The anthropologists say that if you have too much experience, or too many close friends, too early, you exhaust your capacity for further deep relationships. This may explain the superficiality often observed in those whose profession or circumstances force them to have a great number of relationships, such as salespeople, interviewers, 'celebrities', or those who move frequently from one country or region to another.

J G Ballard quotes a rehabilitation project in California for young women who had mixed with criminals. The women were no more than 20 or 21 and had had a rough life. The project introduced them to middle-class volunteers, people of goodwill and education who befriended the girls and invited them into their homes.

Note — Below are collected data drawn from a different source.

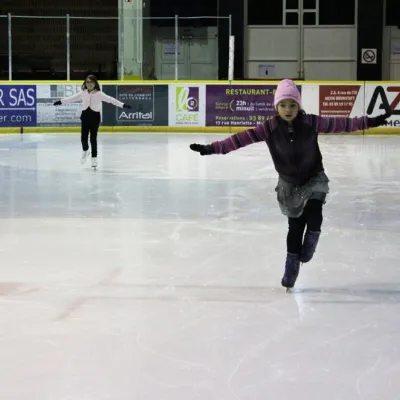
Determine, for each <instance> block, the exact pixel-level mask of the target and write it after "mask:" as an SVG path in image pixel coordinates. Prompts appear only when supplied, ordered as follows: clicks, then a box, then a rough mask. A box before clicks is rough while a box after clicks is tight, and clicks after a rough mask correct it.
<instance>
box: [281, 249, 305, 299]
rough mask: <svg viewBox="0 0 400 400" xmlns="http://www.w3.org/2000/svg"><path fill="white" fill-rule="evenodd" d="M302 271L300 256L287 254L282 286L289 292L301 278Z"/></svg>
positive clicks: (297, 255) (281, 283)
mask: <svg viewBox="0 0 400 400" xmlns="http://www.w3.org/2000/svg"><path fill="white" fill-rule="evenodd" d="M299 271H300V259H299V255H298V254H293V253H287V256H286V265H285V274H284V275H283V278H282V282H281V284H282V286H283V287H285V288H286V289H287V290H286V291H289V289H291V288H292V287H293V286H294V284H295V283H296V279H297V277H298V276H299Z"/></svg>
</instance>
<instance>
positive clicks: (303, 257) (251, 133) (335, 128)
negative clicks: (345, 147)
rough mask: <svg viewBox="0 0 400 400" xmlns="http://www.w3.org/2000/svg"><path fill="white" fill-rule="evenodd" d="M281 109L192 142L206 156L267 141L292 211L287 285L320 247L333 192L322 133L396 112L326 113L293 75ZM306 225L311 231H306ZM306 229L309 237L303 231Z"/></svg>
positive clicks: (368, 121) (304, 230) (286, 199)
mask: <svg viewBox="0 0 400 400" xmlns="http://www.w3.org/2000/svg"><path fill="white" fill-rule="evenodd" d="M274 106H275V109H276V110H277V115H276V116H275V117H274V118H272V119H269V120H266V121H265V122H264V123H263V124H260V125H257V127H255V128H253V129H248V130H245V131H243V132H239V133H237V134H235V135H232V136H230V137H228V138H226V139H225V140H222V141H217V142H213V143H211V144H208V145H201V144H192V145H190V148H191V149H192V150H193V151H197V152H199V153H200V154H201V155H202V156H204V155H210V154H227V153H229V152H231V151H234V150H237V149H239V148H241V147H245V146H248V145H250V144H252V143H256V142H262V141H265V142H266V143H267V145H268V147H269V151H270V153H271V157H272V160H273V163H274V166H275V169H276V171H277V172H278V174H279V179H278V184H277V187H276V189H275V191H276V192H277V199H278V203H279V207H280V209H281V212H282V213H283V215H285V216H287V217H288V221H289V231H288V234H287V256H286V265H285V272H284V275H283V278H282V286H284V287H286V288H287V290H289V289H290V288H292V287H293V286H294V284H295V282H296V279H297V277H298V274H299V269H300V263H306V262H309V261H310V260H311V259H312V257H313V254H314V252H315V250H316V247H317V244H318V240H319V236H320V234H321V225H322V219H323V218H322V206H323V204H324V203H325V198H326V195H327V193H328V192H329V186H328V182H329V179H328V177H327V176H326V174H325V172H324V166H323V163H322V155H321V152H320V149H319V146H318V135H317V134H318V133H340V132H354V131H358V130H363V129H368V128H372V127H377V126H380V125H384V124H386V119H387V118H388V117H389V116H390V114H385V115H380V116H379V117H377V118H368V117H363V118H322V117H319V116H317V115H310V114H306V113H305V112H304V111H303V110H302V109H301V96H300V93H299V91H298V89H297V87H296V85H295V84H294V82H293V81H291V80H288V79H285V80H283V81H281V82H280V83H279V85H278V88H277V90H276V93H275V99H274ZM304 231H305V234H304ZM303 235H304V237H303Z"/></svg>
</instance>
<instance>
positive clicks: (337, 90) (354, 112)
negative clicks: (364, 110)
mask: <svg viewBox="0 0 400 400" xmlns="http://www.w3.org/2000/svg"><path fill="white" fill-rule="evenodd" d="M315 100H316V99H314V101H315ZM363 102H364V88H363V87H362V86H361V85H321V86H320V87H319V115H320V116H321V117H346V118H348V117H353V116H354V117H355V116H361V115H362V114H363V108H364V106H363Z"/></svg>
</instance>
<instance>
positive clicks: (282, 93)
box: [274, 79, 301, 108]
mask: <svg viewBox="0 0 400 400" xmlns="http://www.w3.org/2000/svg"><path fill="white" fill-rule="evenodd" d="M285 99H292V100H294V101H295V102H296V103H298V104H299V106H301V95H300V92H299V90H298V89H297V87H296V84H295V83H294V82H293V81H292V80H290V79H284V80H283V81H280V82H279V85H278V87H277V89H276V92H275V98H274V106H275V108H276V107H277V106H278V103H279V102H280V101H282V100H285Z"/></svg>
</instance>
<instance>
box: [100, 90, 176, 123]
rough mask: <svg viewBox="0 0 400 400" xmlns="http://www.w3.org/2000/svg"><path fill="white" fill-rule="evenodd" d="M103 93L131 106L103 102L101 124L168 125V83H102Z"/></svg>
mask: <svg viewBox="0 0 400 400" xmlns="http://www.w3.org/2000/svg"><path fill="white" fill-rule="evenodd" d="M103 91H104V93H106V94H108V95H109V96H112V97H114V98H116V99H118V100H119V101H121V102H122V103H126V104H129V105H130V106H132V108H130V109H129V108H119V107H115V106H113V105H112V104H107V103H103V125H106V126H168V85H148V84H123V85H104V86H103Z"/></svg>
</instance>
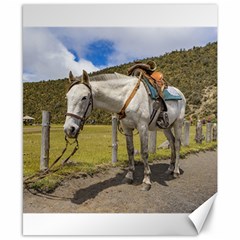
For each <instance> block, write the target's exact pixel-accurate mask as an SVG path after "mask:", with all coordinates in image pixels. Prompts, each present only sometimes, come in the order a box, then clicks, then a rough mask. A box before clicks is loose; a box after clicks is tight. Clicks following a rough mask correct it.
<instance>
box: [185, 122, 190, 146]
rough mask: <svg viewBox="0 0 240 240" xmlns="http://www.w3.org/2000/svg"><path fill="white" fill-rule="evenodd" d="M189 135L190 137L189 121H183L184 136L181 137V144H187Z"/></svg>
mask: <svg viewBox="0 0 240 240" xmlns="http://www.w3.org/2000/svg"><path fill="white" fill-rule="evenodd" d="M189 137H190V122H189V121H185V122H184V137H183V146H189Z"/></svg>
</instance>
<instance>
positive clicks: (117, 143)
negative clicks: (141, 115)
mask: <svg viewBox="0 0 240 240" xmlns="http://www.w3.org/2000/svg"><path fill="white" fill-rule="evenodd" d="M117 150H118V143H117V116H116V115H115V114H113V115H112V163H116V162H117Z"/></svg>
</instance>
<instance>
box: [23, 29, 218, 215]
mask: <svg viewBox="0 0 240 240" xmlns="http://www.w3.org/2000/svg"><path fill="white" fill-rule="evenodd" d="M217 44H218V43H217V28H216V27H23V213H191V212H193V211H194V210H195V209H196V208H198V207H199V206H200V205H201V204H203V203H204V202H205V201H206V200H207V199H209V198H210V197H211V196H212V195H213V194H214V193H216V192H217Z"/></svg>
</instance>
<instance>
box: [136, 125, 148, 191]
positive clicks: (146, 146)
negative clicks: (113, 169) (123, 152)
mask: <svg viewBox="0 0 240 240" xmlns="http://www.w3.org/2000/svg"><path fill="white" fill-rule="evenodd" d="M138 131H139V135H140V142H141V157H142V160H143V163H144V178H143V187H142V190H143V191H148V190H150V188H151V179H150V176H151V170H150V167H149V164H148V126H147V125H142V126H140V127H139V128H138Z"/></svg>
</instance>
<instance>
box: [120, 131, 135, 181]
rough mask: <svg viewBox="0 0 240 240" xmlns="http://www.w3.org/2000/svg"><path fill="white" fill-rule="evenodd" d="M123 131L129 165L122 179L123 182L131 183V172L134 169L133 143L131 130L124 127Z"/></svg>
mask: <svg viewBox="0 0 240 240" xmlns="http://www.w3.org/2000/svg"><path fill="white" fill-rule="evenodd" d="M124 133H125V134H126V143H127V152H128V160H129V167H128V172H127V174H126V176H125V178H124V180H123V183H128V184H132V183H133V173H134V170H135V166H134V145H133V130H132V129H129V128H124Z"/></svg>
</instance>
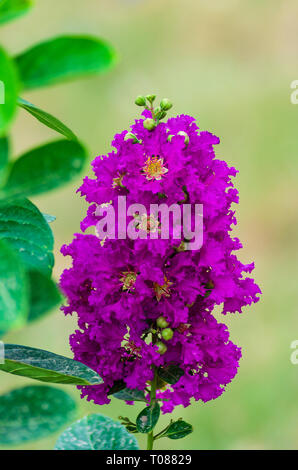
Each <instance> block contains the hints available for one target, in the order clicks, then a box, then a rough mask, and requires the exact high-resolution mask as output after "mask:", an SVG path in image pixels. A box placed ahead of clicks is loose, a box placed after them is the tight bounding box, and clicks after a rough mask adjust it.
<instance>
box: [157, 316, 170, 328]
mask: <svg viewBox="0 0 298 470" xmlns="http://www.w3.org/2000/svg"><path fill="white" fill-rule="evenodd" d="M156 324H157V326H158V327H159V328H166V327H167V326H169V322H168V321H167V320H166V319H165V317H158V319H157V320H156Z"/></svg>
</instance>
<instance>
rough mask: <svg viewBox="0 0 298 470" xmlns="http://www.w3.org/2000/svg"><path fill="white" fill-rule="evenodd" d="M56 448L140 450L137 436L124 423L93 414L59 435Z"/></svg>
mask: <svg viewBox="0 0 298 470" xmlns="http://www.w3.org/2000/svg"><path fill="white" fill-rule="evenodd" d="M55 449H56V450H138V449H139V446H138V442H137V440H136V438H135V437H134V436H133V435H132V434H130V433H129V432H127V430H126V429H125V427H124V426H122V424H120V423H117V422H116V421H114V420H113V419H111V418H108V417H107V416H103V415H101V414H93V415H90V416H85V418H83V419H80V420H79V421H77V422H76V423H74V424H72V425H71V426H70V427H69V428H68V429H66V431H64V433H63V434H62V435H61V436H60V437H59V439H58V441H57V444H56V446H55Z"/></svg>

Many of the subjects had been married at an incredibly early age. Many had had their first children at 13 or 14. Some had been married or the equivalent three times by the time they reached 20. It was not unusual for the girls to have hundreds of lovers or to have had close relationships and children with men who were then shot dead or jailed. They'd been through everything - relationships, motherhood, breakups, and bereavements - experiencing the whole gamut of human experience while still in their teens.

Do you think it would be wonderful and calming for these unfortunate girls to experience a different kind of life, where people wanted to take a genuine interest in them and to give to them rather than abuse them?

Well, think again. The project was a total fiasco. Why? The women were incapable of forming any new deep relationships. They were all used up. Their relationship slots had been filled, forever.

This sad story is salutary. It also fits with the 80/20 principle - a small number of relationships will account for a large proportion of emotional value.

Fill your relationship slots with extreme care and not too early! Leave room to have one or two wonderful relationships in later life.

Without relationships we are either dead to the world - or dead. Although banal, this is true. Our friendships are at the heart of our lives, and help to determine who we are, and how happy and successful we will be. But quantity is the enemy of quality. We can only define and extend our individuality via deep friendship and collaboration with a few other people.

Yet most of us don't spend enough time or give enough attention to our true best friends. If I have persuaded you of that, do something about it. By making a few simple and congenial changes to the time you give your friends, you may hugely increase your happiness and that of the people around you.